That would mean that by advisors’ reckoning in Cerulli’s research, digital assets would contribute less than three-tenths of a percent of client portfolios in 2023.

Has The Time Come?
The report offered a number of reasons advisors might want to go ahead and embrace cryptocurrencies now anyway, however. One is that regulatory clarity is coming as more countries and agencies study the asset class. In the U.S., for example, a recent executive order signed by President Joe Biden has tasked federal agencies with studying and proposing coordinated policies for handling digital assets.

While the wait for a spot cryptocurrency ETF continues, advisors have other options to access digital assets on behalf of their clients, including a number of platforms that allow advisors to participate in direct crypto investing side by side with their clients.

Simultaneously, growth and innovation continues at an accelerating pace within the digital assets ecosystem as venture capital funding has recently posted large year-over-year gains, according to Cerulli, reaching more than five times the total funding of 2020 through just the first three quarters of 2021.

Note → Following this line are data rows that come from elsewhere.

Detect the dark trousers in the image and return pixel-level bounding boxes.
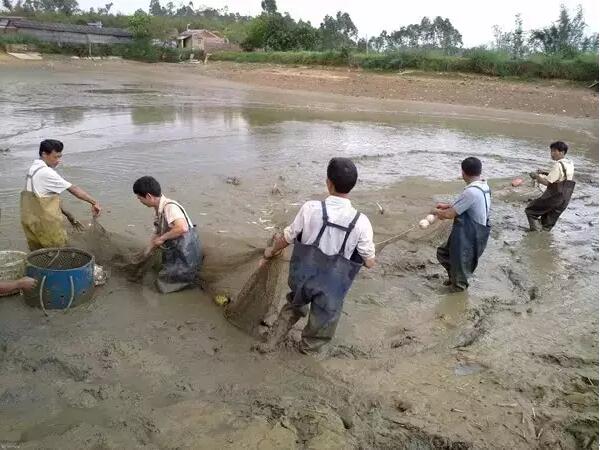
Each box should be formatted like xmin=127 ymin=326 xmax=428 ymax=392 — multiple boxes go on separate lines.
xmin=268 ymin=292 xmax=342 ymax=352
xmin=436 ymin=242 xmax=467 ymax=291
xmin=525 ymin=198 xmax=565 ymax=231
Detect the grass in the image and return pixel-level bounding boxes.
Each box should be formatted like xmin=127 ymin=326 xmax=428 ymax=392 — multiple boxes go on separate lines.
xmin=2 ymin=33 xmax=596 ymax=81
xmin=212 ymin=49 xmax=599 ymax=82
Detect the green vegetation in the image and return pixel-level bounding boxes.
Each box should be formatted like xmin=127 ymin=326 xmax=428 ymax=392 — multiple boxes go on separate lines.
xmin=213 ymin=49 xmax=599 ymax=82
xmin=0 ymin=0 xmax=597 ymax=80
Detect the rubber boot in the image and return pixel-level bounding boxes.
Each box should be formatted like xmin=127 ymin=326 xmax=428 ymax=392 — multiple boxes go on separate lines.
xmin=526 ymin=215 xmax=541 ymax=232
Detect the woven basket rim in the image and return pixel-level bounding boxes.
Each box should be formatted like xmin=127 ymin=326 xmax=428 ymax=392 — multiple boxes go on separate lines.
xmin=0 ymin=250 xmax=27 ymax=270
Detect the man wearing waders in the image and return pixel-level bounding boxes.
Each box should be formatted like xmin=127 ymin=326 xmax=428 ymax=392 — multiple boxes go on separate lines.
xmin=256 ymin=157 xmax=376 ymax=354
xmin=525 ymin=141 xmax=575 ymax=232
xmin=21 ymin=139 xmax=102 ymax=251
xmin=434 ymin=157 xmax=491 ymax=292
xmin=133 ymin=176 xmax=202 ymax=294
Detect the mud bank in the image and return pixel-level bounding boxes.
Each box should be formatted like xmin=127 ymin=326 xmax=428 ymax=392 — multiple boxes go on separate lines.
xmin=0 ymin=59 xmax=597 ymax=449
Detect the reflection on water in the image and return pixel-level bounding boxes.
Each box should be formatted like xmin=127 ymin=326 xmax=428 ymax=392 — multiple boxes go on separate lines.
xmin=0 ymin=69 xmax=597 ymax=260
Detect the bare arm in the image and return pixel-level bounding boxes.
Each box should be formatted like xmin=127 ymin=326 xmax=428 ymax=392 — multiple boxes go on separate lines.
xmin=67 ymin=185 xmax=101 ymax=216
xmin=363 ymin=257 xmax=376 ymax=269
xmin=536 ymin=175 xmax=550 ymax=186
xmin=264 ymin=233 xmax=289 ymax=259
xmin=61 ymin=207 xmax=84 ymax=231
xmin=151 ymin=218 xmax=188 ymax=248
xmin=0 ymin=277 xmax=36 ymax=294
xmin=433 ymin=207 xmax=458 ymax=220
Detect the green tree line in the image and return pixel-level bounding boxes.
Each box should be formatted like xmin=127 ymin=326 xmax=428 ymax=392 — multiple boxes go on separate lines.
xmin=1 ymin=0 xmax=598 ymax=80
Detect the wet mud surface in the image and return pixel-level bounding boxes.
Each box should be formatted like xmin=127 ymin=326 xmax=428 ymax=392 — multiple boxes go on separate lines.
xmin=0 ymin=59 xmax=598 ymax=449
xmin=196 ymin=61 xmax=599 ymax=119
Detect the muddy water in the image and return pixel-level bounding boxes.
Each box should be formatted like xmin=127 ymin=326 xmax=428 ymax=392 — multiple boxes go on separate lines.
xmin=0 ymin=61 xmax=598 ymax=449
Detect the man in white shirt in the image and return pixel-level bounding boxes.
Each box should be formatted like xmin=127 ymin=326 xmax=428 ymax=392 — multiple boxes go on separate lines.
xmin=20 ymin=139 xmax=101 ymax=250
xmin=526 ymin=141 xmax=576 ymax=231
xmin=133 ymin=176 xmax=202 ymax=293
xmin=257 ymin=157 xmax=376 ymax=354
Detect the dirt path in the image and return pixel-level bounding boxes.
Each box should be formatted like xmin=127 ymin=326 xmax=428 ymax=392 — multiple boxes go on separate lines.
xmin=198 ymin=61 xmax=598 ymax=119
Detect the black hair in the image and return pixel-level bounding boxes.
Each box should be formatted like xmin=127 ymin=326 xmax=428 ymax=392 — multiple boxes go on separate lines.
xmin=133 ymin=176 xmax=162 ymax=197
xmin=550 ymin=141 xmax=568 ymax=154
xmin=327 ymin=157 xmax=358 ymax=194
xmin=461 ymin=157 xmax=482 ymax=177
xmin=39 ymin=139 xmax=64 ymax=157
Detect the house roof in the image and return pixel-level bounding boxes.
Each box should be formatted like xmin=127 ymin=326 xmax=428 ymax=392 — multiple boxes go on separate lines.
xmin=7 ymin=18 xmax=132 ymax=37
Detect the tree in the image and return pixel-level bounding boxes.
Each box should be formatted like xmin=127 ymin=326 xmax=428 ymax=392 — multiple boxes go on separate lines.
xmin=511 ymin=14 xmax=525 ymax=58
xmin=260 ymin=0 xmax=276 ymax=15
xmin=149 ymin=0 xmax=165 ymax=16
xmin=529 ymin=4 xmax=592 ymax=55
xmin=492 ymin=25 xmax=511 ymax=51
xmin=97 ymin=2 xmax=112 ymax=14
xmin=581 ymin=32 xmax=599 ymax=52
xmin=368 ymin=31 xmax=387 ymax=52
xmin=382 ymin=16 xmax=462 ymax=53
xmin=2 ymin=0 xmax=13 ymax=11
xmin=19 ymin=0 xmax=79 ymax=14
xmin=319 ymin=11 xmax=357 ymax=50
xmin=129 ymin=9 xmax=152 ymax=39
xmin=174 ymin=1 xmax=194 ymax=16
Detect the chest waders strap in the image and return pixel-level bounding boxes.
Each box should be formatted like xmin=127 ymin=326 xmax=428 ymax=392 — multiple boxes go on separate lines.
xmin=559 ymin=161 xmax=568 ymax=181
xmin=160 ymin=201 xmax=194 ymax=233
xmin=466 ymin=185 xmax=491 ymax=224
xmin=313 ymin=201 xmax=362 ymax=256
xmin=25 ymin=166 xmax=46 ymax=194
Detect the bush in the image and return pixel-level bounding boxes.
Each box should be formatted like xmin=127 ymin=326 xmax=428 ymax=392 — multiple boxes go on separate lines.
xmin=212 ymin=48 xmax=599 ymax=81
xmin=212 ymin=50 xmax=349 ymax=65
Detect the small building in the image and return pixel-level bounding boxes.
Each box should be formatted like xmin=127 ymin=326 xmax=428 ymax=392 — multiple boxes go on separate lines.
xmin=0 ymin=17 xmax=132 ymax=45
xmin=176 ymin=29 xmax=239 ymax=52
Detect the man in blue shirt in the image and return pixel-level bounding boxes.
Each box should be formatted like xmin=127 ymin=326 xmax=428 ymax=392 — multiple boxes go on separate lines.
xmin=433 ymin=157 xmax=491 ymax=291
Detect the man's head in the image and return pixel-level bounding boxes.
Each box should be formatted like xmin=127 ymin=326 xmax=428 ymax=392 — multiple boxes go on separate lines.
xmin=39 ymin=139 xmax=64 ymax=168
xmin=133 ymin=176 xmax=162 ymax=207
xmin=326 ymin=157 xmax=358 ymax=196
xmin=461 ymin=157 xmax=482 ymax=182
xmin=550 ymin=141 xmax=568 ymax=160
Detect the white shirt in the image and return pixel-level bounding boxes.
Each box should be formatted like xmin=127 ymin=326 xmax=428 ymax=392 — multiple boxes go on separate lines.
xmin=25 ymin=159 xmax=72 ymax=197
xmin=542 ymin=158 xmax=575 ymax=183
xmin=284 ymin=196 xmax=375 ymax=260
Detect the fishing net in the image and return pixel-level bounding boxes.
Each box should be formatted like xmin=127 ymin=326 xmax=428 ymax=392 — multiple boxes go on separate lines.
xmin=67 ymin=215 xmax=450 ymax=338
xmin=375 ymin=219 xmax=452 ymax=253
xmin=68 ymin=219 xmax=142 ymax=266
xmin=493 ymin=183 xmax=543 ymax=204
xmin=224 ymin=254 xmax=287 ymax=337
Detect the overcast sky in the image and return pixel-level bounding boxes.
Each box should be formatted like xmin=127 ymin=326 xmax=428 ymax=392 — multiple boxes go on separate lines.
xmin=79 ymin=0 xmax=599 ymax=47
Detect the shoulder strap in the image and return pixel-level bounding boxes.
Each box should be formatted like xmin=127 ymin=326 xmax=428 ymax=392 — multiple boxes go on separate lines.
xmin=163 ymin=201 xmax=194 ymax=228
xmin=25 ymin=166 xmax=47 ymax=192
xmin=313 ymin=201 xmax=329 ymax=247
xmin=312 ymin=201 xmax=362 ymax=254
xmin=338 ymin=211 xmax=361 ymax=256
xmin=558 ymin=161 xmax=568 ymax=181
xmin=466 ymin=185 xmax=490 ymax=223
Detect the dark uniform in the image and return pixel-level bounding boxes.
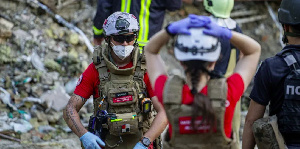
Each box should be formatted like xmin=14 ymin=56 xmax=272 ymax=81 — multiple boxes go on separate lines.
xmin=250 ymin=45 xmax=300 ymax=147
xmin=93 ymin=0 xmax=181 ymax=48
xmin=214 ymin=25 xmax=242 ymax=76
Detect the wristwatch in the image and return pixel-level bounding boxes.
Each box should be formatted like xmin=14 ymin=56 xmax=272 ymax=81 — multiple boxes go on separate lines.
xmin=141 ymin=137 xmax=151 ymax=147
xmin=165 ymin=24 xmax=176 ymax=37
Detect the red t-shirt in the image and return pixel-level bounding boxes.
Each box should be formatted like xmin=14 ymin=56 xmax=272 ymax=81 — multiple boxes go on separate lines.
xmin=154 ymin=73 xmax=244 ymax=138
xmin=74 ymin=62 xmax=154 ymax=99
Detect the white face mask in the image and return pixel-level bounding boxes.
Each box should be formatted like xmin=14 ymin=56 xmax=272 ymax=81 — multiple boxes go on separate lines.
xmin=111 ymin=42 xmax=134 ymax=60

Advisors’ reticence to enter the crypto space should fade over time as regulatory clarity and cybersecurity concerns improve, Cerulli said, but they may not be able to afford the wait.

If they don’t enter the world of cryptocurrencies and understand cryptos as an asset class, advisors will lose assets from crypto-curious clients, Cerulli argued, and those clients will end up sating their appetite for digital assets by going through crypto-knowledgeable advisors, through exchanges like Coinbase, or via mobile applications like Robinhood.